Esa imagen cargada de simbolismo la he revisado y analizado muchas veces a lo largo de mi vida. Despertó preguntas, en ocasiones incertidumbre, y definitivamente marcó el inicio de un largo camino en el que aún me encuentro inmersa: la búsqueda de la expresión simbólica de la libertad a través del calzado. Los zapatos son nuestra línea de contacto con la tierra, con el mundo. Nos proporcionan posturas y movimientos, celeridad o mesura y con ello todo un lenguaje corporal y metafórico, conforman nuestra identidad.
Mi madre nos obligaba a caminar descalzos, era casi un ritual diario en la familia. “Caminad unos minutos, caminad sintiendo el contacto con el suelo”, nos decía. Y así fue cómo los cuatro hermanos comenzamos a experimentar sensaciones a través de nuestros pies: sobre el suelo de madera de casa, sobre las rocas en el campo, por la arena de la playa o en un camino de tierra… No siempre era agradable, pero recuerdo la intensidad del momento. A mi me encantaba. Me concentraba en esos pasos, cada uno de ellos suponía un logro, un avance hacia algo casi misterioso. Mis ojos infantiles veían magia en aquel ejercicio que tenía la capacidad de transformar mi manera de andar y de sentir y a la vez me permitía moverme con total libertad. Creo que fue entonces cuando nació mi pasión por el baile, me encanta bailar.

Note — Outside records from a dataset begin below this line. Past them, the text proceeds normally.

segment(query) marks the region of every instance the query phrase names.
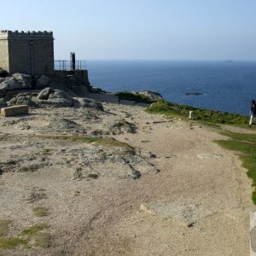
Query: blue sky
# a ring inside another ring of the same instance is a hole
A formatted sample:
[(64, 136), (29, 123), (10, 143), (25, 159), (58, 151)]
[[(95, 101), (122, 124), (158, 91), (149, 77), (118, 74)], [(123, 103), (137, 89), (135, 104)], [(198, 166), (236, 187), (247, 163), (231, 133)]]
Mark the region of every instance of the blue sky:
[[(4, 8), (3, 8), (4, 6)], [(255, 0), (9, 0), (0, 29), (53, 31), (55, 59), (256, 61)]]

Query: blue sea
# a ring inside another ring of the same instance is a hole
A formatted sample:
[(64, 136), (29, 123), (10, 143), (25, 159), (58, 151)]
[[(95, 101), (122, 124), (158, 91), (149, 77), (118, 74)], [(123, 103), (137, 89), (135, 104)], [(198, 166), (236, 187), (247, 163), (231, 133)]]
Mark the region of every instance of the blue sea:
[(256, 61), (88, 61), (87, 69), (90, 84), (106, 91), (149, 90), (222, 112), (247, 115), (256, 98)]

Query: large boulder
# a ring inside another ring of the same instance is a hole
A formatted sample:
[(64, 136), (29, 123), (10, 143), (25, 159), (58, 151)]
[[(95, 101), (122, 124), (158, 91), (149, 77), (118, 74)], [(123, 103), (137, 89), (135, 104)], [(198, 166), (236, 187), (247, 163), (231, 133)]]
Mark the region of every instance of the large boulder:
[(158, 100), (162, 100), (163, 97), (162, 96), (155, 91), (151, 91), (151, 90), (141, 90), (138, 92), (140, 95), (143, 95), (147, 97), (148, 97), (152, 101), (158, 101)]
[(3, 108), (1, 109), (1, 115), (5, 117), (27, 114), (27, 113), (28, 113), (28, 106), (26, 105), (12, 106), (8, 108)]
[(47, 87), (50, 83), (50, 79), (46, 75), (42, 75), (37, 81), (37, 89)]
[(35, 98), (33, 99), (33, 102), (36, 103), (38, 107), (52, 106), (54, 108), (71, 108), (78, 104), (77, 101), (73, 100), (73, 98), (68, 96), (65, 91), (60, 90), (52, 90), (47, 100)]
[(0, 90), (14, 90), (14, 89), (31, 89), (32, 77), (24, 73), (16, 73), (11, 77), (6, 78), (0, 84)]
[(50, 87), (46, 87), (38, 96), (38, 99), (39, 100), (48, 100), (49, 94), (52, 92), (52, 89)]
[(36, 107), (36, 103), (32, 101), (31, 96), (17, 96), (13, 97), (9, 102), (7, 102), (8, 106), (15, 105), (27, 105), (31, 107)]
[(77, 98), (80, 107), (95, 108), (96, 110), (104, 111), (102, 104), (96, 100), (88, 98)]

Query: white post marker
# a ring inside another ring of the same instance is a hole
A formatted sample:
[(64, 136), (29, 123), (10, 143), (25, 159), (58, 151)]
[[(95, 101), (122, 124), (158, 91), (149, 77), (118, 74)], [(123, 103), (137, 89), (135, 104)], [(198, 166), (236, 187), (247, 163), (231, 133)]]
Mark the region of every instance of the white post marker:
[(256, 212), (250, 212), (250, 255), (256, 256)]
[(189, 119), (192, 119), (193, 111), (189, 111)]
[(251, 113), (251, 116), (250, 116), (250, 122), (249, 122), (249, 126), (252, 126), (253, 119), (253, 114)]

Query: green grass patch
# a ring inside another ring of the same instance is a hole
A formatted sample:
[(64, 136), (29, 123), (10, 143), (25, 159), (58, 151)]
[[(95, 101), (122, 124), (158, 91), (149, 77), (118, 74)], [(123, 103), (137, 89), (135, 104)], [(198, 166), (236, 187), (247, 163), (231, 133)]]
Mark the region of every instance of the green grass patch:
[(26, 241), (26, 248), (32, 247), (49, 247), (50, 246), (50, 234), (41, 232), (49, 228), (45, 223), (35, 224), (20, 232), (20, 236)]
[(112, 138), (102, 138), (97, 137), (83, 137), (83, 136), (46, 136), (45, 138), (69, 140), (77, 143), (94, 143), (95, 145), (106, 148), (124, 148), (125, 150), (135, 154), (135, 148), (125, 143), (116, 141)]
[(157, 101), (148, 108), (147, 112), (151, 113), (164, 113), (168, 116), (189, 117), (189, 111), (193, 111), (193, 119), (213, 124), (247, 125), (248, 118), (240, 114), (223, 113), (180, 105), (165, 101)]
[(22, 230), (20, 235), (20, 236), (24, 236), (24, 235), (32, 235), (35, 233), (38, 233), (38, 231), (42, 231), (45, 229), (48, 228), (48, 224), (45, 223), (42, 223), (39, 224), (35, 224), (33, 226), (31, 226), (27, 229), (25, 229), (24, 230)]
[(49, 148), (44, 148), (44, 149), (41, 151), (41, 154), (51, 154), (50, 149), (49, 149)]
[(26, 244), (27, 244), (27, 241), (21, 238), (16, 238), (16, 237), (0, 238), (1, 249), (13, 249), (18, 246), (26, 247)]
[(134, 101), (141, 103), (152, 103), (152, 101), (148, 96), (141, 94), (135, 94), (129, 91), (121, 91), (115, 94), (120, 100)]
[[(2, 234), (8, 235), (8, 225), (10, 221), (2, 221)], [(1, 249), (14, 249), (17, 247), (31, 248), (32, 247), (49, 247), (50, 246), (50, 234), (41, 232), (49, 226), (46, 224), (39, 224), (23, 230), (15, 237), (0, 237)]]
[(11, 220), (9, 219), (0, 219), (0, 237), (8, 233), (10, 224)]
[(33, 213), (37, 217), (45, 217), (48, 216), (48, 209), (43, 207), (38, 207), (33, 208)]
[(50, 234), (49, 233), (43, 233), (39, 232), (37, 233), (32, 237), (32, 245), (35, 247), (50, 247)]
[(37, 201), (39, 201), (43, 199), (46, 199), (47, 195), (44, 192), (32, 192), (29, 198), (27, 199), (27, 201), (29, 203), (34, 203)]
[(229, 140), (216, 141), (224, 148), (238, 151), (242, 160), (242, 166), (247, 172), (247, 176), (252, 179), (252, 186), (254, 187), (252, 200), (256, 204), (256, 134), (223, 132), (228, 136)]

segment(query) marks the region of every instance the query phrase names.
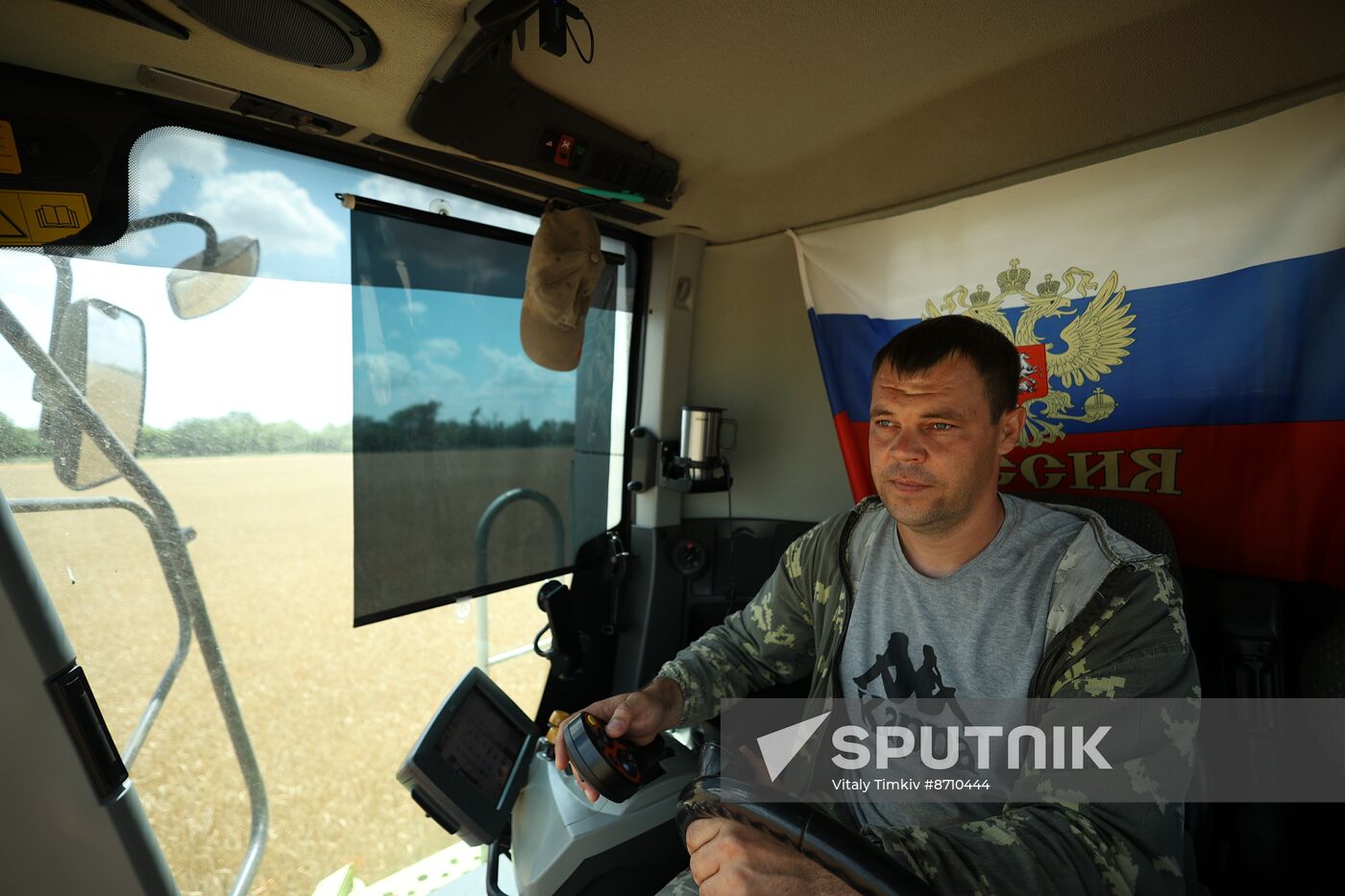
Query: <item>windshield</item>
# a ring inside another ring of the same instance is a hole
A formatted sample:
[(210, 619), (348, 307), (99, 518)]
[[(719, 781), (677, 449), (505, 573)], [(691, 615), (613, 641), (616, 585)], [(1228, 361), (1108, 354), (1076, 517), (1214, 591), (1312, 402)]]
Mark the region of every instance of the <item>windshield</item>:
[[(65, 296), (67, 304), (74, 301), (70, 307), (100, 300), (89, 307), (110, 305), (113, 316), (125, 309), (126, 320), (143, 322), (144, 426), (136, 453), (187, 527), (191, 561), (270, 807), (270, 835), (252, 892), (312, 892), (346, 865), (362, 880), (379, 880), (455, 842), (397, 783), (406, 751), (473, 663), (487, 666), (531, 714), (547, 670), (531, 644), (546, 620), (534, 581), (492, 596), (488, 609), (487, 600), (477, 599), (351, 626), (352, 420), (360, 362), (354, 351), (350, 213), (336, 194), (523, 234), (535, 230), (537, 218), (180, 128), (141, 137), (132, 152), (130, 184), (132, 219), (183, 213), (207, 222), (222, 248), (233, 239), (256, 241), (257, 273), (241, 295), (227, 300), (222, 292), (174, 285), (175, 277), (184, 277), (175, 266), (191, 269), (183, 260), (203, 252), (202, 227), (176, 218), (69, 262), (54, 264), (32, 250), (0, 250), (0, 300), (43, 347), (52, 343), (63, 276), (71, 287)], [(249, 248), (246, 241), (229, 245), (238, 250), (237, 277), (250, 264)], [(625, 244), (604, 238), (603, 249), (627, 257), (613, 287), (621, 296), (623, 311), (613, 312), (621, 318), (620, 336), (612, 343), (616, 350), (603, 355), (607, 381), (615, 385), (599, 416), (607, 417), (603, 432), (611, 443), (611, 432), (625, 429), (635, 280)], [(69, 274), (62, 274), (66, 264)], [(227, 285), (218, 281), (211, 289), (227, 292), (219, 283)], [(188, 293), (198, 304), (187, 301)], [(405, 296), (397, 293), (405, 311)], [(480, 300), (461, 289), (417, 288), (412, 301), (443, 319), (438, 331), (422, 334), (402, 357), (408, 379), (398, 400), (405, 408), (383, 409), (374, 420), (387, 424), (402, 420), (398, 412), (414, 416), (417, 408), (438, 402), (437, 421), (444, 425), (512, 432), (494, 447), (434, 445), (443, 502), (452, 503), (455, 490), (475, 487), (483, 476), (491, 488), (529, 486), (492, 472), (519, 470), (511, 452), (555, 453), (561, 472), (554, 490), (565, 488), (570, 474), (562, 455), (573, 457), (584, 448), (574, 413), (584, 371), (537, 375), (545, 371), (533, 370), (518, 344), (518, 297), (491, 299), (511, 303), (495, 316), (512, 313), (512, 328), (495, 318), (484, 335), (471, 320), (455, 324), (456, 307)], [(204, 311), (184, 319), (194, 308)], [(130, 332), (129, 324), (120, 331)], [(0, 383), (5, 498), (137, 499), (125, 479), (81, 492), (58, 479), (52, 431), (34, 400), (34, 374), (8, 346), (0, 346)], [(621, 509), (620, 441), (603, 451), (617, 461), (609, 468), (604, 460), (599, 529), (619, 522)], [(479, 513), (472, 510), (472, 525)], [(515, 509), (500, 517), (503, 546), (491, 549), (492, 564), (507, 548), (507, 533), (527, 525), (526, 514)], [(128, 757), (132, 780), (179, 888), (225, 892), (247, 845), (249, 796), (213, 693), (214, 673), (195, 650), (148, 736), (136, 741), (147, 701), (180, 636), (145, 527), (112, 510), (23, 513), (19, 525), (114, 740), (124, 756), (134, 753)], [(564, 525), (569, 562), (577, 542), (568, 517)], [(426, 537), (418, 546), (426, 560), (434, 552), (468, 565), (473, 549), (469, 533)], [(547, 556), (545, 568), (530, 572), (535, 578), (553, 568)], [(461, 589), (453, 583), (436, 593)], [(452, 853), (451, 861), (465, 862), (465, 870), (472, 853)], [(441, 865), (436, 876), (453, 873), (449, 860)]]

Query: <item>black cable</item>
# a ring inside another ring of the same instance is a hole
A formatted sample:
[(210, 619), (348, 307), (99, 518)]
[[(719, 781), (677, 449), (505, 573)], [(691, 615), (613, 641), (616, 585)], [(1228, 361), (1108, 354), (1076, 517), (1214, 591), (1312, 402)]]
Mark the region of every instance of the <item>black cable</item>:
[[(570, 40), (574, 42), (574, 52), (577, 52), (580, 55), (580, 59), (584, 61), (584, 65), (586, 65), (586, 66), (588, 65), (593, 65), (593, 26), (592, 26), (592, 23), (589, 23), (588, 16), (585, 16), (582, 12), (580, 12), (578, 9), (576, 9), (573, 5), (566, 8), (565, 15), (568, 16), (568, 19), (565, 22), (565, 30), (569, 32)], [(580, 39), (574, 36), (574, 30), (570, 28), (569, 19), (580, 19), (581, 22), (584, 22), (585, 26), (588, 26), (588, 30), (589, 30), (589, 54), (588, 54), (586, 58), (584, 57), (584, 51), (580, 50)]]
[[(725, 463), (725, 478), (728, 478), (728, 463)], [(738, 597), (738, 570), (737, 565), (733, 562), (733, 549), (738, 544), (738, 533), (733, 526), (733, 480), (729, 479), (729, 487), (724, 490), (724, 494), (729, 498), (729, 587), (728, 593), (724, 597), (724, 615), (728, 616), (733, 611), (733, 603)]]

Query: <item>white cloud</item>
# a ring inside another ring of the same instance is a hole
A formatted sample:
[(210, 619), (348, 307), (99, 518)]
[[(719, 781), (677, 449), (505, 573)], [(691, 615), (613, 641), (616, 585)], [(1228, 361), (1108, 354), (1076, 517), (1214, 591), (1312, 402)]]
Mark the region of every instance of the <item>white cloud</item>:
[(210, 133), (164, 128), (145, 135), (130, 163), (130, 202), (136, 214), (145, 214), (172, 186), (174, 170), (198, 178), (217, 175), (229, 164), (225, 139)]
[(280, 171), (227, 172), (200, 184), (196, 214), (219, 233), (256, 237), (262, 250), (331, 256), (346, 242), (308, 191)]
[[(43, 348), (51, 338), (51, 305), (56, 273), (51, 262), (32, 252), (0, 252), (0, 301)], [(28, 429), (38, 425), (40, 408), (32, 401), (32, 371), (0, 339), (0, 413)]]
[(438, 336), (436, 339), (422, 339), (420, 354), (428, 358), (456, 358), (463, 347), (456, 339)]

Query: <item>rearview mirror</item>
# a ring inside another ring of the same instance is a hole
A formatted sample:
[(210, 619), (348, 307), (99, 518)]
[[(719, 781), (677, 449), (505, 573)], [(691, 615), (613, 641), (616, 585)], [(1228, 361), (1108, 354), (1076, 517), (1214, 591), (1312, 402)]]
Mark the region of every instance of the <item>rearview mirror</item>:
[[(100, 299), (81, 299), (61, 318), (54, 357), (93, 412), (134, 453), (145, 413), (145, 326), (140, 318)], [(82, 490), (121, 475), (67, 409), (51, 408), (48, 425), (62, 483)]]
[(252, 237), (225, 239), (198, 252), (168, 273), (168, 301), (183, 320), (219, 311), (243, 293), (257, 276), (261, 245)]

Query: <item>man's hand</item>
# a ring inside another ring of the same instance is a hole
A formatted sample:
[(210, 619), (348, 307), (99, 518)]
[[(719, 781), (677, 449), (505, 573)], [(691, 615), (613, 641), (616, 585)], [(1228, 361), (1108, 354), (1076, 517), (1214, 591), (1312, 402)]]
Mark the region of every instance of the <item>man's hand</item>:
[(691, 877), (701, 896), (839, 896), (854, 893), (839, 877), (769, 834), (724, 818), (698, 818), (686, 829)]
[[(677, 725), (682, 718), (682, 689), (670, 678), (655, 678), (640, 690), (627, 694), (617, 694), (589, 704), (581, 713), (593, 713), (597, 718), (607, 720), (608, 737), (624, 737), (632, 744), (643, 747), (658, 737), (660, 731)], [(578, 713), (570, 713), (561, 722), (561, 731)], [(565, 739), (555, 739), (555, 767), (565, 771), (570, 757), (565, 751)], [(597, 802), (599, 792), (582, 778), (577, 768), (572, 768), (574, 780), (584, 788), (589, 802)]]

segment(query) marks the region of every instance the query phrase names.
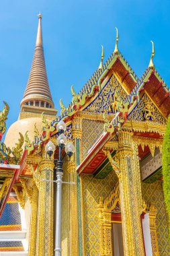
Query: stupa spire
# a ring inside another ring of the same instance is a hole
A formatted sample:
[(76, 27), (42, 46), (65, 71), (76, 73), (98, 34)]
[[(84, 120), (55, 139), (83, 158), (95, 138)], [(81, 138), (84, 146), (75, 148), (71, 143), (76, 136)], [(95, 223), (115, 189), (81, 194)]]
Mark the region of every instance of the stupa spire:
[(38, 26), (36, 48), (30, 77), (21, 102), (23, 105), (54, 108), (46, 75), (42, 46), (42, 15), (38, 14)]
[(116, 38), (115, 49), (114, 49), (114, 54), (119, 54), (119, 50), (118, 50), (118, 41), (119, 41), (119, 34), (118, 34), (118, 28), (116, 27), (115, 28), (116, 30)]
[(37, 36), (36, 36), (36, 45), (42, 45), (42, 25), (41, 25), (41, 20), (42, 20), (42, 15), (40, 12), (38, 14), (38, 32), (37, 32)]
[(153, 64), (153, 57), (155, 56), (155, 46), (154, 46), (154, 42), (153, 41), (151, 41), (151, 44), (152, 44), (152, 54), (151, 54), (151, 59), (150, 59), (150, 62), (149, 62), (149, 64), (148, 64), (148, 67), (150, 69), (155, 69), (155, 65)]
[(101, 61), (100, 61), (99, 66), (98, 67), (99, 69), (102, 69), (103, 59), (104, 59), (104, 49), (103, 49), (103, 45), (101, 45)]

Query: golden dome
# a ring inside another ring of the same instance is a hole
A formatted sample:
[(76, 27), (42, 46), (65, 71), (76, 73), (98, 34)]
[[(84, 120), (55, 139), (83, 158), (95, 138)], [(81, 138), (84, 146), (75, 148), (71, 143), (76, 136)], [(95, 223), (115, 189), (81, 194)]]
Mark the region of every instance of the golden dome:
[(13, 123), (7, 130), (5, 143), (7, 147), (12, 149), (15, 146), (15, 143), (18, 141), (19, 138), (19, 132), (24, 137), (25, 133), (28, 131), (28, 135), (31, 142), (34, 139), (34, 124), (36, 123), (38, 130), (42, 131), (42, 119), (40, 117), (30, 117), (21, 120), (18, 120)]

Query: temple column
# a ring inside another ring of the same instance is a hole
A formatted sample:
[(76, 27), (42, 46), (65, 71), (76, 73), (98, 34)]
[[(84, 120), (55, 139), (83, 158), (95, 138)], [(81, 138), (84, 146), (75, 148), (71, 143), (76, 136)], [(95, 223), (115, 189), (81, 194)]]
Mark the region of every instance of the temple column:
[(142, 193), (138, 152), (132, 133), (120, 131), (118, 157), (125, 256), (144, 256), (140, 214)]
[[(76, 153), (75, 158), (75, 171), (71, 172), (71, 181), (76, 183), (76, 185), (71, 185), (71, 201), (73, 203), (71, 207), (71, 227), (74, 227), (72, 230), (72, 238), (71, 239), (71, 255), (85, 255), (83, 252), (84, 246), (82, 236), (82, 212), (83, 202), (81, 199), (81, 180), (79, 174), (76, 172), (76, 166), (80, 164), (81, 158), (82, 148), (82, 118), (79, 115), (76, 115), (73, 120), (73, 139), (75, 141)], [(72, 168), (73, 170), (73, 169)], [(74, 206), (73, 206), (74, 205)], [(75, 250), (74, 251), (74, 250)]]
[(31, 230), (29, 246), (29, 256), (36, 255), (36, 234), (38, 190), (36, 184), (32, 187)]
[(54, 180), (54, 162), (49, 160), (40, 162), (40, 189), (38, 214), (37, 245), (38, 256), (53, 255), (54, 183), (43, 180)]

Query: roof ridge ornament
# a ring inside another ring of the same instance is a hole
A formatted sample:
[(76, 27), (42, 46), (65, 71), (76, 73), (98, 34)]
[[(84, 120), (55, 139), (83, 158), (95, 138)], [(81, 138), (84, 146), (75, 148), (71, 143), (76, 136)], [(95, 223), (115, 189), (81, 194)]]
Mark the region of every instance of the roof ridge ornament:
[(118, 40), (119, 40), (119, 34), (118, 34), (118, 30), (116, 27), (116, 39), (115, 49), (114, 49), (114, 53), (116, 55), (118, 55), (119, 50), (118, 50)]
[(104, 59), (104, 49), (103, 45), (101, 45), (101, 61), (99, 63), (99, 66), (98, 67), (98, 69), (101, 69), (103, 67), (103, 60)]
[(149, 62), (149, 64), (148, 64), (148, 67), (150, 69), (155, 69), (155, 65), (153, 64), (153, 57), (155, 56), (155, 46), (154, 46), (154, 42), (152, 40), (151, 40), (151, 42), (152, 44), (153, 49), (152, 49), (152, 55), (151, 55), (150, 62)]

De aquellos primeros años de vida recuerdo también las tardes melancólicas de domingo en las que el fútbol lo llenaba todo y era mejor no hablar de otra cosa. Como en muchas otras familias numerosas, los hermanos heredábamos unos de otros prendas y calzado. Yo era afortunada, al ser la mayor siempre me tocaba estrenar zapatos. Unos zapatos recios capaces de soportar un curso escolar tras otro. Los recuerdo muy bien: marrones, masculinos y sobre todo de piel resistente. En la caja el fabricante siempre incluía una pelota verde de regalo, pero a pesar de eso yo seguía detestándolos. Deseaba con todas mis fuerzas unos zapatos de charol que siempre imaginaba con hebillas plateadas y un pequeño tacón de madera. Por eso los escaparates de Woolworth se convirtieron en mi paraíso del calzado. Sus zapatos de tacón rebosantes de feminidad con su seductora aura envolvente lo eran todo para mi. Siempre intuí que subida en ellos mi perspectiva del mundo cambiaría, como si esa pequeña elevación física se multiplicara mentalmente proporcionándome una visión más amplia, casi aérea.
Así que rondando la mayoría de edad, ya llevaba siempre varios pares de zapatos conmigo. Este hábito pronto se convirtió en algo normal. Con la mayor naturalidad del mundo, me los cambiaba según mi estado de ánimo. Los tacones cuando me sentía poderosa; con los planos me conectaba a la tierra, me transmitían solidez; las botas me proporcionaban alegría y soltura… Esta agradable obsesión llamó la atención de la diseñadora Sybilla, quien poco después me ofrecería trabajar en sus colecciones de zapatos. Entré en contacto directo con el diseño, con la elaboración y producción de calzado y entendí que éste era mucho más complejo de lo que parecía.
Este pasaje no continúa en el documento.